みちくさくらすでもクオルでも、いろんな人と関われることが魅力かな。まちのことを考えていく中で、たくさんイベントをひらいて、関係者とやりとりをします。
どちらも人が集まる仕事なので、いろんな人と知り合いになれます。ただ生活をしているだけでは出会わないような、魅力的な人に出会えたりする。これが一番の魅力だと思いますね。
わー:
魅力的な人って、具体的にどんな人ですか?
みちくさくらすはワークショップをやったり、カフェとして場所を使ってもらったりしています。私はまちづくりや建築をやっていますが、イベントをすることで、私とは全く違う仕事をしている人たちと出会える。近所のお寺のお坊さんが遊びに来てくれたり、喫茶店のマスターと仲良くなったりもしていますよ。
まちにはいろんなスキルを持った人や、まちをよくするために活動している人がいます。そういう人たちは、とても魅力的です。
今はコロナ禍で全然イベントができていないんですが……これはワークショップをやっている様子です。ワークショップをすると、子ども同士の出会いもありますね。
コロナ禍=新型コロナウイルスの感染が広がり、生活が変わってしまった状態のこと
みちくさくらすでのイベントのようす
わー:
大変だと思うことはありますか?
いろんな人が集まってくるので、困ることもあるんです。例えば怪しい勧誘の人が来たり、意見の違いがあったり。人が多いほど意見がぶつかることもあるので、その調整も大変です。

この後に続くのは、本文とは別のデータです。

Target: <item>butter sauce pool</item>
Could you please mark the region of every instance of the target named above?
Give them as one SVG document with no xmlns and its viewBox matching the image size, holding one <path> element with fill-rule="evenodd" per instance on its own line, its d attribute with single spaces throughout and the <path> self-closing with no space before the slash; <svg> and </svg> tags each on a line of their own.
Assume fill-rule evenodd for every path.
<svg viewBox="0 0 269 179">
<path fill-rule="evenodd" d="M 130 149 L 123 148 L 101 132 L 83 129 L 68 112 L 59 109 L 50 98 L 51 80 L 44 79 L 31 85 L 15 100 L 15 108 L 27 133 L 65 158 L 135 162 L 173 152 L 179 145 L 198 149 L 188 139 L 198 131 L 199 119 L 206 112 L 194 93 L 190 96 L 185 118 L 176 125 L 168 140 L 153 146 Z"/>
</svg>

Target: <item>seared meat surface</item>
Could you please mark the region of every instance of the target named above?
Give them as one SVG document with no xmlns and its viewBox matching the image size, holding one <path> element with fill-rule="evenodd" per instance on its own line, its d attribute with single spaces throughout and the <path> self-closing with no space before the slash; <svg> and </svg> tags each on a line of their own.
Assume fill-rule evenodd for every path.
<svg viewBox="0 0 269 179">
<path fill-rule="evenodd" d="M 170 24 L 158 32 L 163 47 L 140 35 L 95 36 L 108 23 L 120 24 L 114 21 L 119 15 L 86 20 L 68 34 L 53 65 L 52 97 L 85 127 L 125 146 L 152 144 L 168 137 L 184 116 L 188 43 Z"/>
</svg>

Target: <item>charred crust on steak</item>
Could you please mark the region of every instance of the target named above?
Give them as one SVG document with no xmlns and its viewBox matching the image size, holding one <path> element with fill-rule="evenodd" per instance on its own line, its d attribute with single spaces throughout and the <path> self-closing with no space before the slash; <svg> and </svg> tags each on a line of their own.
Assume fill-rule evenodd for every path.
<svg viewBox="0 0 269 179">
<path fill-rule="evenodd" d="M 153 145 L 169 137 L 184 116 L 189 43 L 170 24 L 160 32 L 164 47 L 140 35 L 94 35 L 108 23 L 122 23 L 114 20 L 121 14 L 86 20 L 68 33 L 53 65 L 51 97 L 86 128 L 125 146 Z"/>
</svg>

まちづくりは、その地域の人たちとやりとりを続けることが大事。やったことに対して、明日すぐに結果が出るというわけではありません。毎日の小さなことの積み重ねが、まちをよくしていくことにつながります。
小さなやりとりがすごく多いので、それも大変ですね。
勧誘=すすめや誘い
虹太:
生まれ変わってもまたこの仕事がしたいですか?
生まれ変わっても、まちに関わる活動はやりたいと思います。
今自分がやっていることを振り返ると、自分の家族がやっていたことにつながっているなと思いました。祖父は町長だったので、自分のまちでどうやってまちづくりをしていくのか、決める役目がありました。私がまちづくりに関わっているのは、もしかしたら祖父の血を受け継いでいるからかもしれません。
それに私が子どもの頃、祖母と母は英語の先生をしていました。その頃は英語教室というのは珍しかったので、夕方の時間になると私の家に毎日のように子どもが集まっていました。その風景が心の奥底にあって、いつか私も子どもが集まる場所をつくりたいと思いました。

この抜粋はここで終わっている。